Good luck with that, offensive coordinator John DeFilippo.

The Vikings (1-2-1) take the league’s worst running game and most one-dimensional offense into Lincoln Financial Field for Sunday’s NFC Championship Game rematch with the Eagles (2-2). Philadelphia counters with the NFL’s top-ranked run defense and a late-afternoon kickoff that will allow an already rabid fan base another 3½ hours to lubricate its hostilities.

“It’s important for us to have balance,” Zimmer stressed. “It keeps the defensive line from pinning their ears back all the time. And I think it helps the football team overall. So, we just have to do a better job.”

But how?

The Vikings are last in rushing yards per game (63.0), 30th in yards per attempt (3.45) and have 16 fewer first downs rushing (26-10) than their opponents. Of course, it doesn’t help that they called only four runs in a game in which they trailed the Bills 17-0 before running their seventh play.

The Vikings also are the only team in the league without a rushing touchdown or a player with 100 yards rushing for the season. Denver has two 200-yard rushers, while 11 individuals leaguewide have more yards rushing than the Vikings’ team total of 252.

Asked if he has an offensive line that’s physical enough to get the job done, Zimmer said, “Yes. It’s about creating space and then trying to get to the second level.”

Two injuries in particular have thwarted that. Leading rusher Dalvin Cook missed the Bills game, was limited against the Rams and didn’t practice Wednesday. Meanwhile, center Pat Elflein, whose strengths include his agile second-level blocking, missed the first two games and will start for only the second time Sunday.

“These two teams are very similar in that there’s injury or people missing at key spots,” Eagles coach Doug Pederson said. “It’s hard to get some consistency and continuity going, much like our guys when [Darren] Sproles is not there or Jay Ajayi is not there. And Corey [Clement] missed last week.”

Pederson is expecting the Vikings’ running game to have better timing and rhythm this week. But that doesn’t mean it will be any more productive.

The Eagles rank first in run defense (63.8). They’ve held the Falcons (74), Buccaneers (43), Colts (68) and Titans (70) to under 75 yards.

“I think our guys are attentive to [stopping the run],” Pederson said. “I like our defensive line. I like how they’re playing. Just the style. [Defensive coordinator] Jim Schwartz’s style. Coming off the ball like they do.”

Pederson said his defense might be susceptible to big plays down the field, which “I’m sure [DeFilippo] is aware of,” having served as Eagles quarterbacks coach before joining the Vikings this season.

But whether DeFilippo and Cousins have time to strike downfield might depend on whether the Vikings are balanced enough to stay in favorable downs and distances.

Right now, the Vikings are the NFL’s second-most one-dimensional team on first-and-10. In that situation, they’re running the ball only 29.4 percent of the time.
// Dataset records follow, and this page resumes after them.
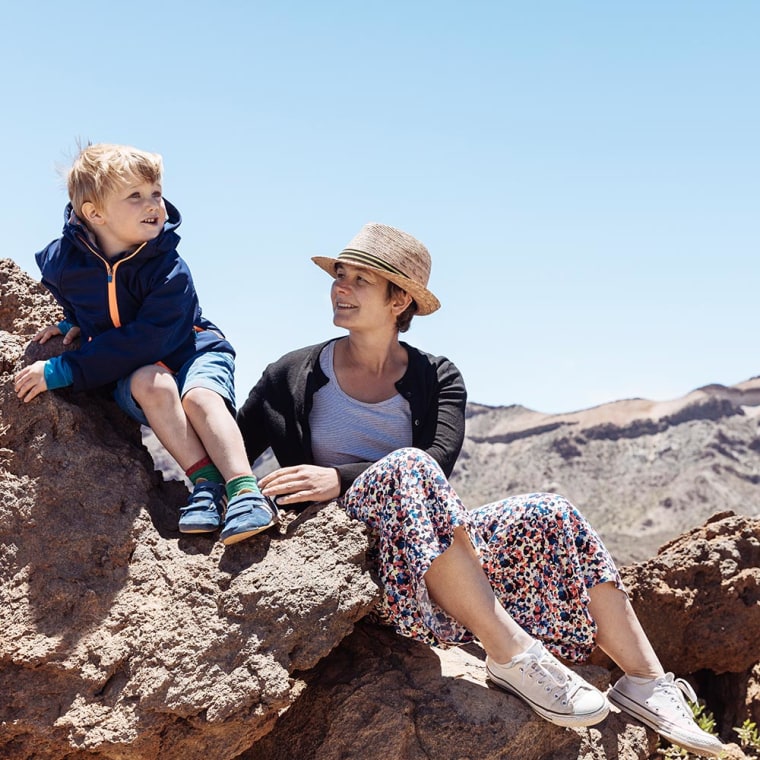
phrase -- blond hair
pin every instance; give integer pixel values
(100, 169)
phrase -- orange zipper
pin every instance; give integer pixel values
(113, 303)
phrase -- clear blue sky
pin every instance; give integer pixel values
(586, 175)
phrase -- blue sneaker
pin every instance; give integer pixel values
(248, 513)
(203, 513)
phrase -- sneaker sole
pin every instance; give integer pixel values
(634, 709)
(201, 529)
(558, 719)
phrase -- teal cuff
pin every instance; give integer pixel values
(58, 374)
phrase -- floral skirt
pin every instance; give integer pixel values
(539, 553)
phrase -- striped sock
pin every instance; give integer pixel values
(204, 469)
(240, 484)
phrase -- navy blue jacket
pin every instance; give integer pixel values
(136, 309)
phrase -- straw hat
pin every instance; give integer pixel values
(394, 255)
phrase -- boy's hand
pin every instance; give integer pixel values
(44, 335)
(30, 381)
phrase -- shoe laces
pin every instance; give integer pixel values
(677, 691)
(547, 673)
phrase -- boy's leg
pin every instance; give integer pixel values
(155, 390)
(208, 399)
(151, 396)
(217, 431)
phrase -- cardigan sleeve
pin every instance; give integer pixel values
(443, 429)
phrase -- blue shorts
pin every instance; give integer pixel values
(214, 370)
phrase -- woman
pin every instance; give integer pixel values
(378, 424)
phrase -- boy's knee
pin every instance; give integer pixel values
(202, 399)
(150, 379)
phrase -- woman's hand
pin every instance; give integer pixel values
(46, 333)
(30, 381)
(305, 482)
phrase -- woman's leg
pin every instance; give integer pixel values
(457, 583)
(619, 632)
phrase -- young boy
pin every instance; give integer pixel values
(125, 290)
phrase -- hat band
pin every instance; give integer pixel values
(360, 257)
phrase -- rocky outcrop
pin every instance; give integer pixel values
(121, 637)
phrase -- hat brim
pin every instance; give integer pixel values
(426, 302)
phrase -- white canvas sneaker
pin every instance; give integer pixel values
(661, 705)
(549, 688)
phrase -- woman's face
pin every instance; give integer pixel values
(360, 299)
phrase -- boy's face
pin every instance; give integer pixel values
(131, 215)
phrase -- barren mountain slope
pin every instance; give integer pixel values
(642, 471)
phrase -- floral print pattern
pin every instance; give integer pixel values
(539, 553)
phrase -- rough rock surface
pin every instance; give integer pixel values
(380, 697)
(124, 639)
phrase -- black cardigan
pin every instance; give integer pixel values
(276, 412)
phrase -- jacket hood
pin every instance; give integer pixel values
(74, 229)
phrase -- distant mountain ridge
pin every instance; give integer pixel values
(642, 471)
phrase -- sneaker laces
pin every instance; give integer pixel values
(544, 669)
(677, 691)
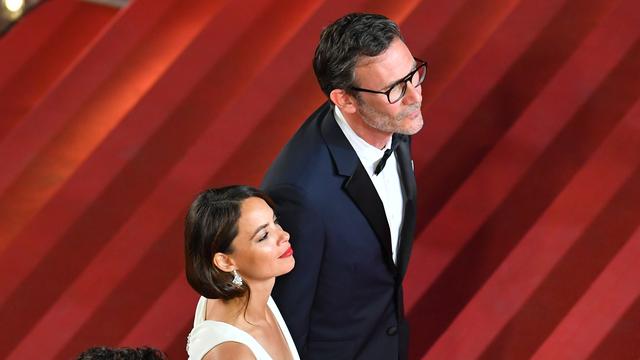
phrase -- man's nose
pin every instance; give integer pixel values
(413, 94)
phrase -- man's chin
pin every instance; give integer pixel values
(412, 126)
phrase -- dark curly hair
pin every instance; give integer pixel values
(126, 353)
(345, 41)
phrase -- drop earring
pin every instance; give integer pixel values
(237, 280)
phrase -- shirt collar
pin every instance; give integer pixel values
(368, 154)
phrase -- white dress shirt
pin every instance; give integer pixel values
(387, 182)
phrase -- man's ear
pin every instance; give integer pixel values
(223, 262)
(344, 101)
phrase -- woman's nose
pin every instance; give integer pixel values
(284, 237)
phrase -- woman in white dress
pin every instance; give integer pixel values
(234, 249)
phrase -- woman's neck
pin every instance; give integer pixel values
(252, 308)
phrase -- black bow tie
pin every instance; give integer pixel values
(383, 161)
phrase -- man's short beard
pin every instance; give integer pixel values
(388, 124)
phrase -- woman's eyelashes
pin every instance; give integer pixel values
(266, 233)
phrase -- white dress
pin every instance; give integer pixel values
(206, 334)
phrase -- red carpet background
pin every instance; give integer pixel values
(528, 167)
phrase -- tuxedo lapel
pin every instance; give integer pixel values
(409, 219)
(363, 193)
(358, 185)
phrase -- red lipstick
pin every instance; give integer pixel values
(287, 253)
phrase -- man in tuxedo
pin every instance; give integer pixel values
(344, 189)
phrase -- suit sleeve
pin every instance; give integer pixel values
(294, 292)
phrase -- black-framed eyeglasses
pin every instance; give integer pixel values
(399, 88)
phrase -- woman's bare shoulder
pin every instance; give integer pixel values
(230, 350)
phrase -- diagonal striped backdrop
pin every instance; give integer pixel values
(528, 168)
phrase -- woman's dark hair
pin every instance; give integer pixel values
(343, 42)
(210, 226)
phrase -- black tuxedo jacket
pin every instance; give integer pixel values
(343, 299)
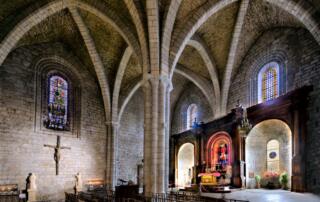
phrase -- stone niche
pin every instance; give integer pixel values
(258, 159)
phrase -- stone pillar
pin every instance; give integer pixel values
(32, 188)
(147, 172)
(156, 148)
(154, 109)
(112, 151)
(298, 163)
(167, 128)
(163, 140)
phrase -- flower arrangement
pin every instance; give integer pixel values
(270, 180)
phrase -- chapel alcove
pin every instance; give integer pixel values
(268, 149)
(219, 151)
(185, 165)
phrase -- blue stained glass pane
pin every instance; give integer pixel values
(57, 103)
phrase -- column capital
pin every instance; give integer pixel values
(111, 123)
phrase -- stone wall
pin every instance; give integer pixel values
(298, 52)
(256, 148)
(191, 95)
(21, 146)
(130, 140)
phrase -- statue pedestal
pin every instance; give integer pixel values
(32, 195)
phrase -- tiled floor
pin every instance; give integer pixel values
(263, 195)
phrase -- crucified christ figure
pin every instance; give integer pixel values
(57, 149)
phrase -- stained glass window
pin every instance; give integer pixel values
(273, 156)
(268, 82)
(57, 103)
(191, 115)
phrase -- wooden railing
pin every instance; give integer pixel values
(169, 197)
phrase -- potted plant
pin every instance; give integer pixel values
(258, 179)
(283, 179)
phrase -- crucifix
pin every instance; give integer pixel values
(57, 149)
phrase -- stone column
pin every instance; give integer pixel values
(112, 151)
(32, 188)
(156, 141)
(147, 171)
(162, 137)
(167, 134)
(154, 150)
(298, 163)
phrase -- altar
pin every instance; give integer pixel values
(217, 158)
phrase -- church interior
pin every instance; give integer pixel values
(159, 100)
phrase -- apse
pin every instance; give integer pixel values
(268, 150)
(185, 165)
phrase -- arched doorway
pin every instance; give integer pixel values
(185, 165)
(268, 151)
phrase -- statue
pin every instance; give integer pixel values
(78, 185)
(32, 181)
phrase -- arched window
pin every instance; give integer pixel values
(268, 82)
(273, 156)
(192, 115)
(57, 104)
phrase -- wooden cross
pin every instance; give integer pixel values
(57, 149)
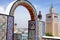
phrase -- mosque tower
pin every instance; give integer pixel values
(52, 22)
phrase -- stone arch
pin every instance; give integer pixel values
(27, 5)
(33, 16)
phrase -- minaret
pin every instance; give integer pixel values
(52, 22)
(41, 26)
(15, 28)
(52, 10)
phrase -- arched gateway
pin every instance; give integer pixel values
(32, 22)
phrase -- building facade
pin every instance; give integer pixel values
(52, 22)
(41, 26)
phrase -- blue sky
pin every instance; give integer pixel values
(40, 5)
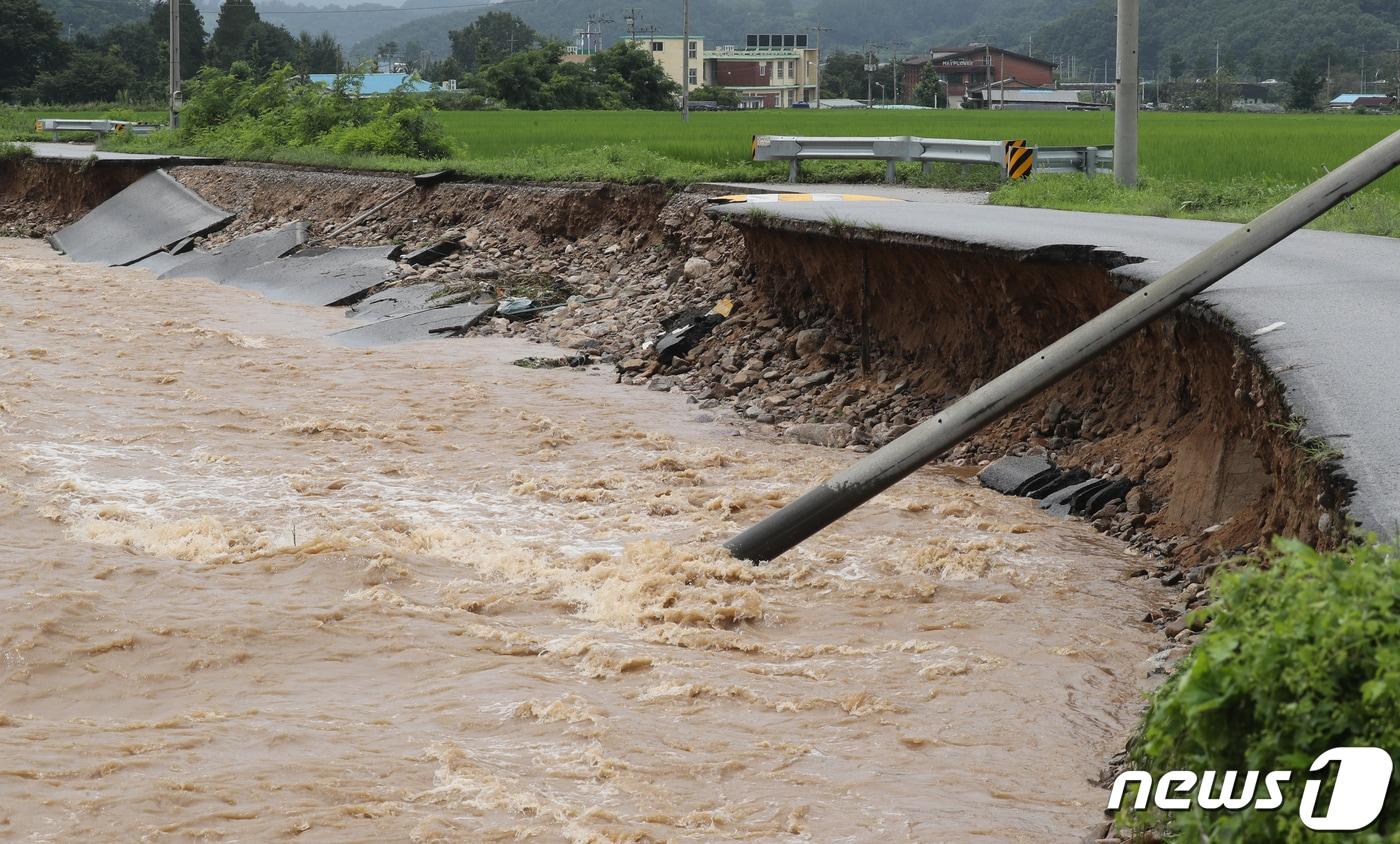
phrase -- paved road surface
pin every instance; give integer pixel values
(1337, 296)
(80, 151)
(872, 189)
Only the Colts (28.2) are more lopsided.

Ten teams run the ball 50 percent of the time or more on first-and-10. Washington leads the way at 60.2 percent. The Patriots, even with Tom Brady, are third at 57.8 percent. The 4-0 Rams are fifth at 51.2 percent.

The Vikings have 73 rushing attempts. Seven have lost yardage. Cook has lost yardage on six of 36 carries.

Meanwhile, Eagles opponents have lost yardage on 13 of 76 carries.

“Anytime you can just line up and run the football, it’s certainly preferred,” Vikings quarterback Kirk Cousins said. “But very few times in the NFL can you just line up and run the ball.”

The Vikings know that better than any team in the league.